MICHEL MARTIN, HOST:
You might think it would be fairly easy for an internationally-recognized press freedom group to have access to the United Nations. But when China and Russia are among the gatekeepers, that mission can get complicated. This past week, those two countries and eight others on a key U.N. panel voted against giving formal accreditation to the Committee to Protect Journalists. NPR's Michele Kelemen reports.
MICHELE KELEMEN, BYLINE: The Committee to Protect Journalists describes it as a bureaucratic nightmare straight out of a Kafka novel. The group's advocacy director, Courtney Radsch, says CPJ applied in 2012 for credentials to the U.N. and every six months had to answer the same old questions - mostly about the group's finances, none of which, she says, comes from governments.
COURTNEY RADSCH: No matter how many times we wrote this, put this in our documentation or said this - because our executive director went there to answer questions - they just don't seem to believe it. And they seem to, you know, want to paint us as a U.S. lackey or paint our research as completely false and baseless.
KELEMEN: Radsch says the Committee to Protect Journalists takes a hard look at all countries, including the U.S., and its reports are well researched.
RADSCH: We have documented all these journalists in prison. And then for the countries that are the worst for journalists to just get up there and denigrate our work was - it was disappointing and upsetting.
KELEMEN: China, which she describes as the biggest jailer of journalists in the world, was among the 10 countries voting no, as were Russia, Venezuela, Pakistan, Cuba and Sudan. So too did Azerbaijan, just as Radsch and her colleagues were celebrating the release of a prominent Azeri journalist, Khadija Ismayilova.
RADSCH: I was standing in front of the White House at a rally for Khadija, welcoming her release and celebrating her 40th birthday party. Meanwhile, Azerbaijan is there trying to delegitimize us and voting no against our application.
KELEMEN: The Committee to Protect Journalists can still get invited to meetings at the U.N., but having accreditation is important both symbolically and in practice. Human Rights Watch got its credentials back in 1993, according to that group's deputy U.N. director, Akshaya Kumar.
AKSHAYA KUMAR: It really opens doors, and it makes it much easier for us to interact with the diplomats and the officials and the experts who work at the U.N.
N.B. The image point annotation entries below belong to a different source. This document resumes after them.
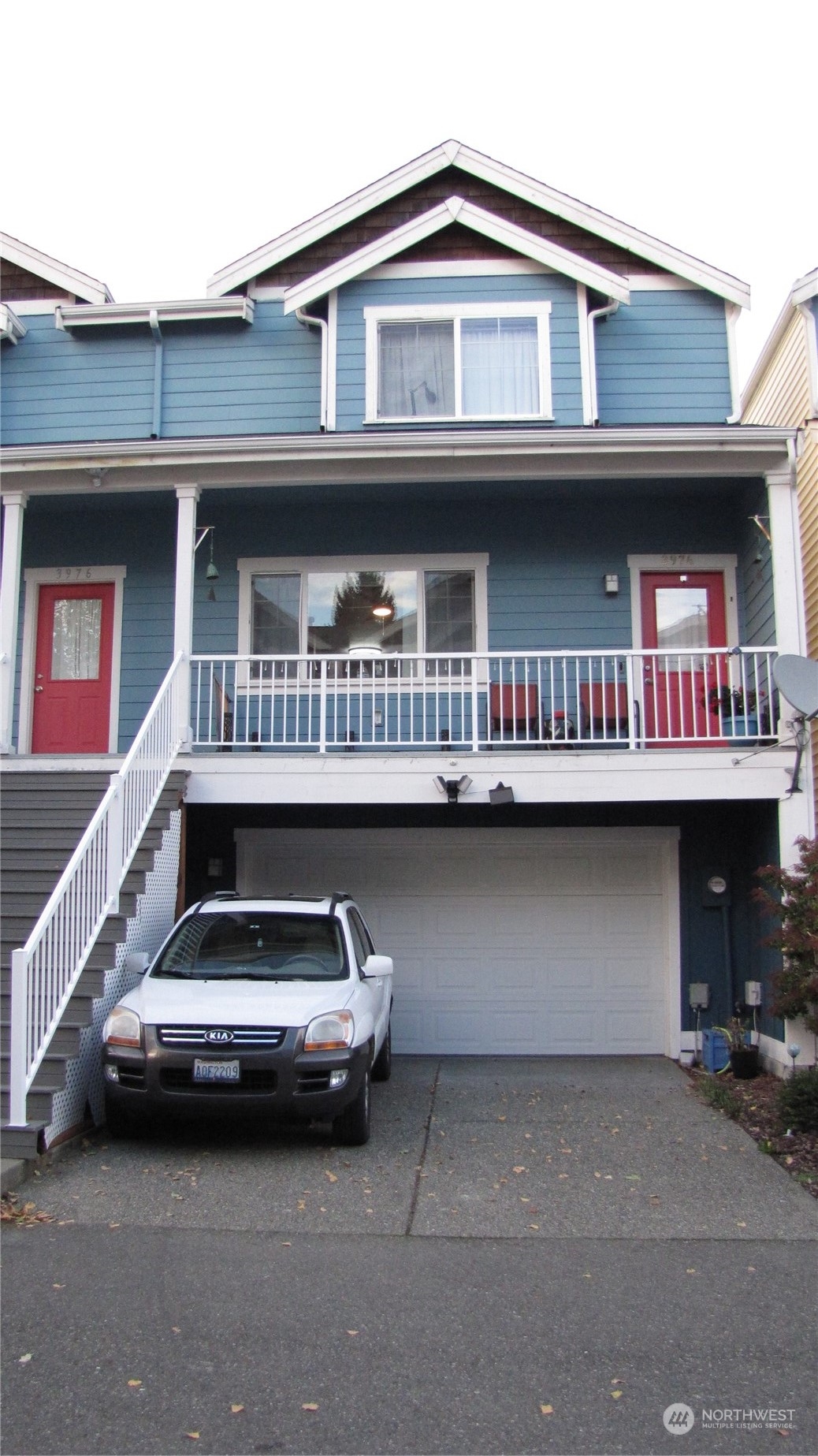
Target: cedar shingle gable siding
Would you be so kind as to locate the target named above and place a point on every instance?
(18, 283)
(417, 199)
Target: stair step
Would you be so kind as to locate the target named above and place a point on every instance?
(22, 1141)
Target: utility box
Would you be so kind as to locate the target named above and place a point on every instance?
(715, 1053)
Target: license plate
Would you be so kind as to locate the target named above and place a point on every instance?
(216, 1071)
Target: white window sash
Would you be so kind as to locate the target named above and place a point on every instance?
(426, 312)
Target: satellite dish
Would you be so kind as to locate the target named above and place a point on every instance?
(797, 677)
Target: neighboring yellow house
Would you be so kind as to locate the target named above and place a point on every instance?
(783, 390)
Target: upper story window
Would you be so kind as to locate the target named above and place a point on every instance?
(460, 361)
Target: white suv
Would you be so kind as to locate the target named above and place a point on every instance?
(255, 1005)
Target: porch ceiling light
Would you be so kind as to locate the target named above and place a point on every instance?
(453, 788)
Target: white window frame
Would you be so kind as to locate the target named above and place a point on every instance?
(374, 315)
(251, 567)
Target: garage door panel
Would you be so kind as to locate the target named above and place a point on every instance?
(526, 941)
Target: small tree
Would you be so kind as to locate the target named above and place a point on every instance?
(792, 897)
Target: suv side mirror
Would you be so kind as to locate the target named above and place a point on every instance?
(377, 966)
(137, 963)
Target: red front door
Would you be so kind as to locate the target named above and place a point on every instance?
(683, 615)
(72, 689)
KELEMEN: Kumar says Human Rights Watch still has to report periodically to the NGO committee, which puts her group through what she calls an obstacle course of questions. "Those in the application process now are often stuck in limbo," she says, adding, "the problem is the makeup of the U.N.'s NGO committee."
KUMAR: It's just disproportionately filled with states who don't have a good track record of human rights at home, and, additionally, has made it their mission to make it harder for groups to get access to the U.N. in New York.
KELEMEN: That's not lost on the U.S. ambassador to the U.N., Samantha Power.
(SOUNDBITE OF SPEECH)
SAMANTHA POWER: It is increasingly clear that the NGO committee acts more and more like anti-NGO committee.
KELEMEN: She plans to go above that committee to ask the U.N. Economic and Social Council to vote this summer to give credentials to the Committee to Protect Journalists. Power is expecting a lively debate on that.
(SOUNDBITE OF SPEECH)
POWER: The vote is important because countries have to decide which side are they on. Are the on the side of free expression and organizations that try to advance that cause, or are they hostile to Article 19?
KELEMEN: That's the section of the Universal Declaration of Human Rights, a founding document of the U.N., which calls for the freedom of the press. Michele Kelemen, NPR News, Washington.